OrbTop

Artificial Analysis AI Model Benchmark Scraper

AIDEVELOPER TOOLS

Artificial Analysis AI Model Benchmark Scraper

Scrapes LLM benchmark scores, pricing, and performance data from Artificial Analysis — the leading independent evaluator of AI models.

What this actor does

Extracts structured data for ~370 AI language models from Artificial Analysis, including:

  • Benchmark scores: Quality index, MMLU-Pro, GPQA Diamond, HumanEval, LiveCodeBench, MATH-500, MMMU-Pro, and more
  • Pricing: Input, output, and blended cost per million tokens
  • Performance: Median throughput (tokens/sec) and time-to-first-token latency
  • Provider info: All hosting providers, cheapest provider by blended price
  • Model metadata: Creator/lab, release date, parameter count, context window, license, open-weight status

All data is extracted in a single request to the /models page, which serves the full model dataset inline as a React Server Component payload. No per-model crawling needed.

Use cases

  • Model selection: Compare cost-vs-quality trade-offs across providers
  • Price monitoring: Track pricing changes across OpenAI, Anthropic, Google, Meta, and 40+ hosting providers
  • Research and benchmarking: Import baseline scores into your own evaluation pipeline
  • Cost optimization: Find the cheapest or fastest provider for a given quality target

Input

Field Type Required Default Description
maxItems integer Yes 10 Maximum number of model records to return. Set to a large number (e.g. 500) to retrieve all models.

Output

Each dataset item represents one AI model.
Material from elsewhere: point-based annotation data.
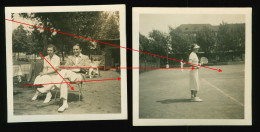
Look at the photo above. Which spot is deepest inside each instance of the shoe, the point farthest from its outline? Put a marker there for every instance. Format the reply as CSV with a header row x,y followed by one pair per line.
x,y
35,96
192,98
48,98
63,108
42,90
197,99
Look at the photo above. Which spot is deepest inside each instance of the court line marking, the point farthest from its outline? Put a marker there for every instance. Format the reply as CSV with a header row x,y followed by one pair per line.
x,y
223,92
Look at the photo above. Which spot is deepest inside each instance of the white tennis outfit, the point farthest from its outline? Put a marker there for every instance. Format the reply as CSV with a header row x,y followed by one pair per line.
x,y
194,74
55,62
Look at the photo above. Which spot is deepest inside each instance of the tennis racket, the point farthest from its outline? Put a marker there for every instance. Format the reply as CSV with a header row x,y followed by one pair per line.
x,y
203,60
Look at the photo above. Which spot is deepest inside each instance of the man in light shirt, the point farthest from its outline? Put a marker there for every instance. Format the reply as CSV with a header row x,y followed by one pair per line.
x,y
77,60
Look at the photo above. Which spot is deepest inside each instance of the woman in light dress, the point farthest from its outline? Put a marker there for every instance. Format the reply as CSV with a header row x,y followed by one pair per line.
x,y
194,74
48,73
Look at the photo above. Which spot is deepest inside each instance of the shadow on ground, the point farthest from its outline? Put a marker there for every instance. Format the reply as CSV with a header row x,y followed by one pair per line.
x,y
168,101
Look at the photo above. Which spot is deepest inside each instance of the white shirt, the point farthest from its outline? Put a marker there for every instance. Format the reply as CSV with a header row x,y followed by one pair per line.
x,y
77,59
54,61
193,56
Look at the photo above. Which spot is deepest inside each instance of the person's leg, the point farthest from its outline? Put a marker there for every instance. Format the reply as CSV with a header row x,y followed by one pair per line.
x,y
90,72
63,96
37,93
195,93
48,97
192,94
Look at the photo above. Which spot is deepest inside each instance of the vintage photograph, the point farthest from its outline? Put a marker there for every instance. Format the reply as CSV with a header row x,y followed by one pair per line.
x,y
63,63
194,66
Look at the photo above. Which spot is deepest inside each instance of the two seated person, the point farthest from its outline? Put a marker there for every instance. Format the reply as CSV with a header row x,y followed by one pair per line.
x,y
49,75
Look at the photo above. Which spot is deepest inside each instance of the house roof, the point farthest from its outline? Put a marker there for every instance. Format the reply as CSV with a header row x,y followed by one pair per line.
x,y
196,27
187,28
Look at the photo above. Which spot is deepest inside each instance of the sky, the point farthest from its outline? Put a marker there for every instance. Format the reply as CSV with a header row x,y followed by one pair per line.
x,y
161,22
21,19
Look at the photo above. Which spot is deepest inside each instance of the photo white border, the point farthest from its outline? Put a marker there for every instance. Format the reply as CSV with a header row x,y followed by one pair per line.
x,y
248,67
65,117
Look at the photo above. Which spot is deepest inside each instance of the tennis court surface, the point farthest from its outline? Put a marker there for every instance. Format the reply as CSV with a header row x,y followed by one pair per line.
x,y
165,94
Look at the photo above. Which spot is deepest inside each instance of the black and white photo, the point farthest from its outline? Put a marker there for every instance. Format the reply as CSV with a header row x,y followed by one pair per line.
x,y
63,63
197,66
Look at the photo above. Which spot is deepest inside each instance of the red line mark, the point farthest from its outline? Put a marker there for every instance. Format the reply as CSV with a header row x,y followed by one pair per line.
x,y
124,68
219,70
56,71
74,82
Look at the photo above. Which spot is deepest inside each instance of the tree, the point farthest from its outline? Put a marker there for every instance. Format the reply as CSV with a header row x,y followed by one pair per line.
x,y
206,38
20,40
231,39
158,42
180,42
94,24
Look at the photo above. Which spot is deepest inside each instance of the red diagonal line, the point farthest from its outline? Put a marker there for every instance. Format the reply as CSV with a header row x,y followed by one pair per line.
x,y
124,68
74,82
56,71
113,45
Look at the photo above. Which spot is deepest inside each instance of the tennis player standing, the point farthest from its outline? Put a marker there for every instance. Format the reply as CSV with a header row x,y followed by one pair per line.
x,y
194,74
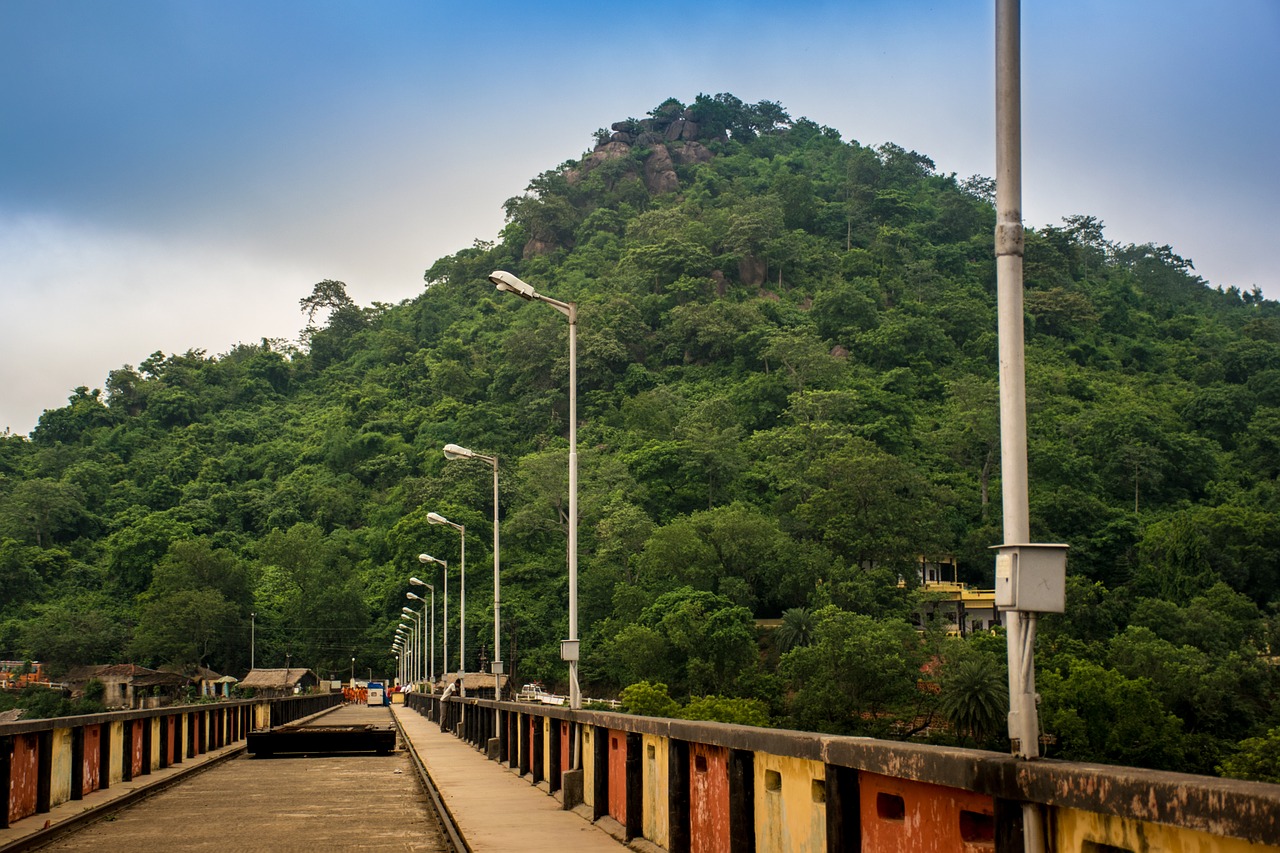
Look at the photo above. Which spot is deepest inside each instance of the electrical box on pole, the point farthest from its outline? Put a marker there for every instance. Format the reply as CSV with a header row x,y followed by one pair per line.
x,y
1031,578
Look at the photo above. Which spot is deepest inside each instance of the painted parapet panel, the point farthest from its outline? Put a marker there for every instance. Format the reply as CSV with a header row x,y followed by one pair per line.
x,y
92,760
708,799
903,815
23,776
115,731
1088,831
790,804
657,815
60,767
589,767
618,775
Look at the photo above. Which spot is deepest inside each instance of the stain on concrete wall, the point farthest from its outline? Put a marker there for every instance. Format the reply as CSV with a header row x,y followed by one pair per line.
x,y
708,799
906,816
1092,833
60,767
92,760
790,804
653,771
618,775
588,766
23,776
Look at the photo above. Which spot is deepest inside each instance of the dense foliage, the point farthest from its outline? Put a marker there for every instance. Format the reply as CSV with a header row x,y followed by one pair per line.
x,y
787,393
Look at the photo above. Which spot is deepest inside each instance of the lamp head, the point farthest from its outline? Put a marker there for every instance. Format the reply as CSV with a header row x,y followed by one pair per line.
x,y
508,283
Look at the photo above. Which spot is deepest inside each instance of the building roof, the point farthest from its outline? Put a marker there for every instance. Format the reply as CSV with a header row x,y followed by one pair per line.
x,y
280,679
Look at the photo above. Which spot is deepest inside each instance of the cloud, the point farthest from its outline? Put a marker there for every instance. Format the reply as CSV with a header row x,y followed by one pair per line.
x,y
82,300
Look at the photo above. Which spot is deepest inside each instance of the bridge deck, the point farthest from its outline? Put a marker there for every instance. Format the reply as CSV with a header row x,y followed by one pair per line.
x,y
494,808
289,803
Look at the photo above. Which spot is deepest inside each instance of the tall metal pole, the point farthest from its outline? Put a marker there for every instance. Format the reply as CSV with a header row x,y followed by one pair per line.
x,y
575,692
462,612
497,602
1023,720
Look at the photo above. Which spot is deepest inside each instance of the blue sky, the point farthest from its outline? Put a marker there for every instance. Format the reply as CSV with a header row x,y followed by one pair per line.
x,y
177,174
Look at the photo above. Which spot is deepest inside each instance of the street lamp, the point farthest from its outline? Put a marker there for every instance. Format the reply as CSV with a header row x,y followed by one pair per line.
x,y
452,452
435,518
419,617
444,565
508,283
423,583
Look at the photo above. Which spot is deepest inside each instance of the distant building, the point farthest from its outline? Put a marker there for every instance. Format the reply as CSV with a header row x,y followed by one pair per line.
x,y
128,685
960,609
277,683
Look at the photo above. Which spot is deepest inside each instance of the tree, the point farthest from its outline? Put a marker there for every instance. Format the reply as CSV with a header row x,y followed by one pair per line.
x,y
854,675
976,696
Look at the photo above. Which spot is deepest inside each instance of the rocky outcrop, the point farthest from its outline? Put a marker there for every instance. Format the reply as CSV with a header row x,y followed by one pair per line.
x,y
672,138
659,172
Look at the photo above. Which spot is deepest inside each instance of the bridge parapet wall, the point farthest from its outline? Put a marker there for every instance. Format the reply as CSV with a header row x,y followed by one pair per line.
x,y
48,762
705,787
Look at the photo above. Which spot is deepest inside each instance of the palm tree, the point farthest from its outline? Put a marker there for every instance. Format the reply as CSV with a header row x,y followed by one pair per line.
x,y
796,629
976,696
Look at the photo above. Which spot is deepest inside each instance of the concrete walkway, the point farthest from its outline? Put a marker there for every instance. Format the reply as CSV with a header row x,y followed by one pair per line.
x,y
494,808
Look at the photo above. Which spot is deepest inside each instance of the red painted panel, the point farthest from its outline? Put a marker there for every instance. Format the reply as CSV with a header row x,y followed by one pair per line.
x,y
137,744
565,746
708,798
23,776
92,760
901,816
618,775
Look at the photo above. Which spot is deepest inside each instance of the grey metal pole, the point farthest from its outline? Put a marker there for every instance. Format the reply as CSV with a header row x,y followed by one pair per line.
x,y
462,612
575,690
1023,719
497,602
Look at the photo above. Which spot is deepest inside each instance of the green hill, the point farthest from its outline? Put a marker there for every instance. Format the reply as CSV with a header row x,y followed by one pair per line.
x,y
787,393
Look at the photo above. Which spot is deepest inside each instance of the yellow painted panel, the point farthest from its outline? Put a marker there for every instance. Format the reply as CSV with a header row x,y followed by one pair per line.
x,y
653,769
60,780
117,734
1079,831
588,766
790,804
156,746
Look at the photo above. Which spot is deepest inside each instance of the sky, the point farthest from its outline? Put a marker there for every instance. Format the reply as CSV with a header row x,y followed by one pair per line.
x,y
177,174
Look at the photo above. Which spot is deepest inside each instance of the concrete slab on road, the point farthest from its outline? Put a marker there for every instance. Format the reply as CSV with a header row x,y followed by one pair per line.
x,y
494,808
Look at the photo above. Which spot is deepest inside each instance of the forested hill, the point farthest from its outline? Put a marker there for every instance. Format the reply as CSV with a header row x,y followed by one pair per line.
x,y
787,393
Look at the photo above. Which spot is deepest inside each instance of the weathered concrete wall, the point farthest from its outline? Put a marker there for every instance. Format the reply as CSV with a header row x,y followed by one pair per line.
x,y
589,767
92,760
901,815
1078,830
618,775
60,767
657,813
708,799
115,772
23,776
790,804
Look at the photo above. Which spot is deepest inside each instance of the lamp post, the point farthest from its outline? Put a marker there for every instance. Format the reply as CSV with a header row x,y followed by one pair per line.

Example record:

{
  "model_slug": "claude-4-opus",
  "model_name": "Claude 4 Opus",
  "provider": "Anthropic",
  "release_date": "2025-05-22",
  "parameter_count": null,
  "context_window_tokens": 200000,
  "aa_quality_index": 57.4,
  "mmlu_pro_score": 0.812,
  "gpqa_diamond_score": 0.738,
  "humaneval_score": 0.921,
  "math_score": 84.1,
  "chatbot_arena_elo": null,
  "aider_polyglot_score": null,
  "livecodebench_score": 0.703,
  "mmmu_score": null,
  "benchmark_breakdown": "{\"agentic_index\":45.2,\"coding_index\":68.1,...}",
  "price_input_usd_per_million": 15,
  "price_output_usd_per_million": 75,
  "price_blended_usd_per_million": 30,
  "throughput_tokens_per_second": 58.3,
  "latency_first_token_ms": 1204,
  "hosting_providers": "[\"Anthropic\",\"Amazon Bedrock\",\"Google Vertex AI\"]",
  "cheapest_provider": "Amazon Bedrock",
  "fastest_provider": null,
  "license": "proprietary",
  "is_open_weight": false,
  "profile_url": "https://artificialanalysis.ai/models/claude-4-opus",
  "scraped_at": "2026-05-31T08:00:00.000Z"
}

Notes on specific fields:

  • chatbot_arena_elo and aider_polyglot_score are always null — these metrics are not tracked by Artificial Analysis and would require separate scrapers from Chatbot Arena and Aider.chat.
  • benchmark_breakdown is a JSON string containing additional sub-benchmarks (agentic_index, coding_index, math_index, HLE, AIME-2025, IFBench, SciCode, LCR, Omniscience).
  • hosting_providers is a JSON string array of all providers offering this model.
  • fastest_provider is always null — per-provider throughput breakdown is not available on the listing page.

Notes

  • The actor makes a single HTTP request to https://artificialanalysis.ai/models. No proxy required.
  • The full dataset (~370 models) is available in one request. Use maxItems: 500 to get everything.
  • Prices and benchmarks on Artificial Analysis update frequently — run the actor periodically for up-to-date data.